Milano – "Noi confidiamo nella legge. Ma chi ha investito Momo guidava dopo aver assunto stupefacenti, con una gamba ingessata, senza patente e a una velocità al di sopra del limite consentito: otto anni non sono una pena adeguata, ci aspettavamo di più, anche se nessuno potrà mai restituirci il nostro bambino". Così Gianni Moubarak, lo zio di “Momo“, Mohanad Moubarak, commenta la condanna a 8 anni di carcere per Nour Amdouni, il ventenne che il 9 agosto dello scorso anno ha travolto e ucciso suo nipote, che aveva 11 anni, mentre andava in bicicletta in via Bartolini. Lo scorso marzo, il gup Lorenza Pasquinelli aveva respinto la richiesta di patteggiamento a 5 anni ritenendo la pena troppo bassa. "Cinque anni sarebbero stati un affronto. La sentenza, adesso, è più rispettosa anche nei nostri confronti. Ma resta il fatto che il nostro Momo non ci sia più", aggiunge lo zio Gianni.

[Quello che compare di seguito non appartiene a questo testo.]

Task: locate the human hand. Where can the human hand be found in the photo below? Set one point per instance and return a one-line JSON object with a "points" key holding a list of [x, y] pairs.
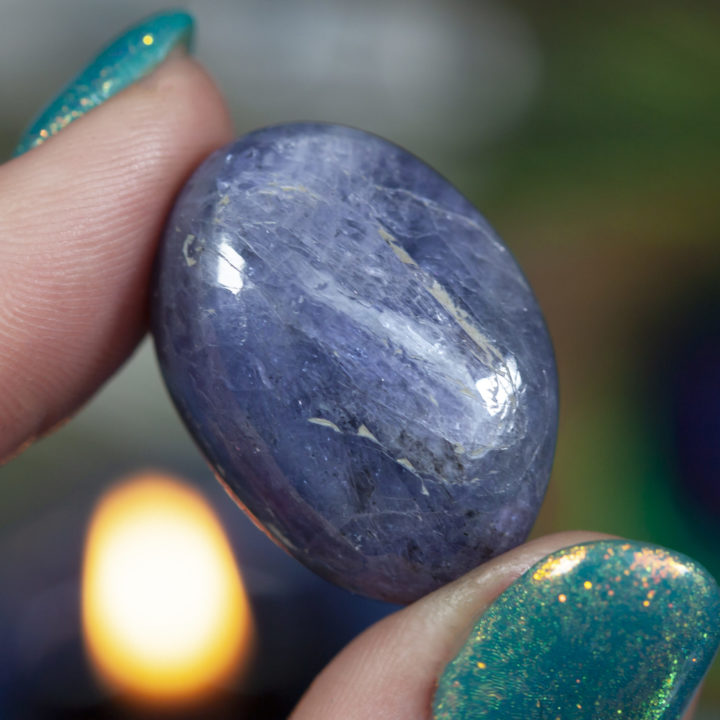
{"points": [[79, 218]]}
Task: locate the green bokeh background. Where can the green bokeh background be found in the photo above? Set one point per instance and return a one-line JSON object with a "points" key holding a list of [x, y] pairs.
{"points": [[605, 186]]}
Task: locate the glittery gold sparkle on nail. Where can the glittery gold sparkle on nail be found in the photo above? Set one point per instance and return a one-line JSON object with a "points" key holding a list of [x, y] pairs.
{"points": [[133, 55], [599, 630]]}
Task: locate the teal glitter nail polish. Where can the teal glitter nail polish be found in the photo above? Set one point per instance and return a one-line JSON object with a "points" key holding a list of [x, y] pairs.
{"points": [[134, 54], [610, 629]]}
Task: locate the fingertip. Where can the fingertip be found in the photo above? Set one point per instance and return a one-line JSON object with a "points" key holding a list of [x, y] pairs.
{"points": [[80, 216]]}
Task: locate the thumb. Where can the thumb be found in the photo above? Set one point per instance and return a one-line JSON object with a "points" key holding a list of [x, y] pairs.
{"points": [[605, 628], [79, 218]]}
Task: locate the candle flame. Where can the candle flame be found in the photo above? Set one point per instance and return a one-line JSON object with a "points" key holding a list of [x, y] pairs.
{"points": [[165, 615]]}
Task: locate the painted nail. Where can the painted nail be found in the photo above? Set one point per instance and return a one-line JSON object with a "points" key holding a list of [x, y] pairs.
{"points": [[131, 56], [609, 629]]}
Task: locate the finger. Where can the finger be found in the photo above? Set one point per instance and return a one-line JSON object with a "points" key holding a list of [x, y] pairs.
{"points": [[570, 638], [79, 219]]}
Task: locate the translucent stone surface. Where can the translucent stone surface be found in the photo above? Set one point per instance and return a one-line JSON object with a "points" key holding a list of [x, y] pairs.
{"points": [[358, 356]]}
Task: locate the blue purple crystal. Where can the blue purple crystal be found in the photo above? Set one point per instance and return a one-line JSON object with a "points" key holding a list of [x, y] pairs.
{"points": [[358, 356]]}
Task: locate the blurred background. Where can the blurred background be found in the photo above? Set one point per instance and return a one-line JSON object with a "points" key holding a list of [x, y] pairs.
{"points": [[588, 134]]}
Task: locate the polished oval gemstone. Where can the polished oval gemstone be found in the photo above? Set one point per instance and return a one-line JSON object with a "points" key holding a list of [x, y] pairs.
{"points": [[358, 355]]}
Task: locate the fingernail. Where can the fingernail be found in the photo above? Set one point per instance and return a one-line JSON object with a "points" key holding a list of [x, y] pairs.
{"points": [[131, 56], [609, 629]]}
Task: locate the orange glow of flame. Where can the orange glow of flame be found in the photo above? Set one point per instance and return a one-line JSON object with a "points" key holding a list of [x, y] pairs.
{"points": [[165, 615]]}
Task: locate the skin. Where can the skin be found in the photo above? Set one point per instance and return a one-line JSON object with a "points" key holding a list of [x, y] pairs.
{"points": [[79, 220]]}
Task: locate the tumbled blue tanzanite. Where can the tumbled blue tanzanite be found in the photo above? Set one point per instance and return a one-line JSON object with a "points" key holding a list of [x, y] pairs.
{"points": [[358, 356]]}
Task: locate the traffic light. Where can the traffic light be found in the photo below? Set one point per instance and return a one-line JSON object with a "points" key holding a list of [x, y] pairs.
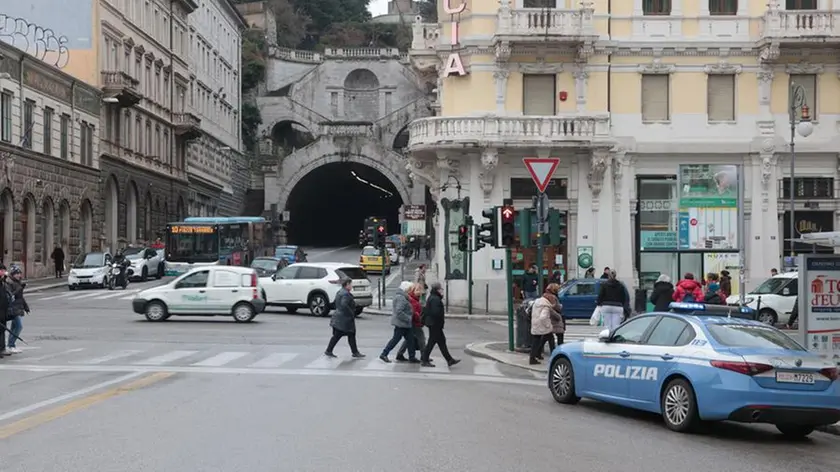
{"points": [[463, 238], [508, 227], [492, 227], [556, 227]]}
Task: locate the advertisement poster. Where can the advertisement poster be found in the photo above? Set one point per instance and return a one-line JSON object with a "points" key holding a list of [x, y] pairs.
{"points": [[717, 262], [708, 203], [819, 306]]}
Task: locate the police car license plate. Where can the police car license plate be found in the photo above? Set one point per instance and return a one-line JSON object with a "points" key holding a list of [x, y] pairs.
{"points": [[794, 377]]}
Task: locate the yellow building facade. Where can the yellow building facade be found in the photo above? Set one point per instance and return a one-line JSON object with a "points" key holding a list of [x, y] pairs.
{"points": [[629, 95]]}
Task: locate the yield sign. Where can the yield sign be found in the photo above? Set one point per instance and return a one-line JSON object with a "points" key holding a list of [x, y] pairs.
{"points": [[541, 170]]}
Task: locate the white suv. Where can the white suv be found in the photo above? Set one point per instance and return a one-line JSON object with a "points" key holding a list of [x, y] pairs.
{"points": [[314, 285], [776, 295]]}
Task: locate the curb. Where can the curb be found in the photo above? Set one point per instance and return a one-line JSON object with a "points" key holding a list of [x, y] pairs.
{"points": [[482, 351]]}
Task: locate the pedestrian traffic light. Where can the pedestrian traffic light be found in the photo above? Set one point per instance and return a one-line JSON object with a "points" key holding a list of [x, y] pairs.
{"points": [[492, 228], [463, 238], [508, 227], [556, 227]]}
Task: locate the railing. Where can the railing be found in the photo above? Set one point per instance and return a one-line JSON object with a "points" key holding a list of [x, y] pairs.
{"points": [[546, 22], [509, 130], [800, 24]]}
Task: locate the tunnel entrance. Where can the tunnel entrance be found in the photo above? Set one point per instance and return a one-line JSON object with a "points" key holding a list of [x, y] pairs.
{"points": [[329, 205]]}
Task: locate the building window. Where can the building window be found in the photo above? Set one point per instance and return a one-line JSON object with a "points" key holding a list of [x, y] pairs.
{"points": [[656, 97], [64, 141], [6, 116], [48, 117], [538, 93], [809, 83], [800, 4], [721, 98], [656, 7], [723, 7], [809, 188]]}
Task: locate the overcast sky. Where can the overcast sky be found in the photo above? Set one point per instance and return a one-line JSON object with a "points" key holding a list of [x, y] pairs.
{"points": [[378, 7]]}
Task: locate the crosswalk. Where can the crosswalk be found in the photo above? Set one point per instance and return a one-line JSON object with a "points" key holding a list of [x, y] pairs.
{"points": [[240, 358]]}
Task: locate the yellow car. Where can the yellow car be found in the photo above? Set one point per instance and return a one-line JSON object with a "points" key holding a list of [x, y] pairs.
{"points": [[372, 260]]}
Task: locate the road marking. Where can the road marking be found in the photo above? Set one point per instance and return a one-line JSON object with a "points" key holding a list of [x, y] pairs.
{"points": [[80, 404], [55, 354], [273, 360], [221, 359], [110, 357], [166, 358], [288, 372], [486, 367]]}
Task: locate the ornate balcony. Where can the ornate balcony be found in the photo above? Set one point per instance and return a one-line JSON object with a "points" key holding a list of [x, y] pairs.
{"points": [[540, 25], [800, 27], [507, 131], [122, 87], [187, 126]]}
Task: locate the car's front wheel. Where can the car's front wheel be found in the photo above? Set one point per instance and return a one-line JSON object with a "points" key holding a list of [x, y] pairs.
{"points": [[795, 430], [679, 406]]}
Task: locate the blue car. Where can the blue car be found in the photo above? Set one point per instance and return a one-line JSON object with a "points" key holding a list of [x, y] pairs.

È stata pronunciata ieri, infatti, la sentenza riformulata a 8 anni di reclusione, con rito abbreviato, per il 20enne arrestato per omicidio stradale con l’aggravante della fuga per aver travolto e ucciso Mohanad Momo Moubarak, che girava in sella alla sua bici poco lontano dal ristorante del padre. Sono state riconosciute le attenuanti generiche all’imputato, difeso dai legali Robert Ranieli e Niccolò Vecchioni.

Il 15 marzo scorso il gup Lorenza Pasquinelli aveva bocciato la richiesta di patteggiamento ritenendo che cinque anni di reclusione fossero troppo pochi, perché bisogna tenere "conto della pluralità e della allarmante gravità delle violazioni al codice della strada", da cui si può ritenere che "la predisposizione psicologica del conducente" fosse "al limite del dolo eventuale", ossia dell’accettazione consapevole del "rischio" di mettere "in concreto pericolo la vita degli utenti della strada". Quella sera, era passata da poco la mezzanotte, il piccolo Momo aspettava che il papà finisse di lavorare nel suo ristorante “El Sultan“ in viale Monte Ceneri, e intanto pedalava per le strade del quartiere. Fino all’investimento che gli è stato fatale. Nour Amdouni, che inizialmente si era allontanato dal luogo dell’impatto, si era poi costituito dopo quattro ore dalla tragedia e nei giorni successivi era arrivata per lui un’ordinanza di custodia cautelare. Il ventenne si trova tuttora in carcere.

Si è trattato di una "condotta ai limiti del dolo eventuale" e dunque "ben oltre la mera colpa", aveva spiegato l’avvocato dei familiari di Momo, Salvatore Bottari, che si era opposto al patteggiamento. E così che si è arrivati, dunque, al processo con rito abbreviato (sconto di un terzo sulla pena) che si è chiuso ora con la condanna a 8 anni e una provvisionale di risarcimento a favore dei familiari della vittima. Anche il pm Ferracane aveva chiesto una condanna a 8 anni.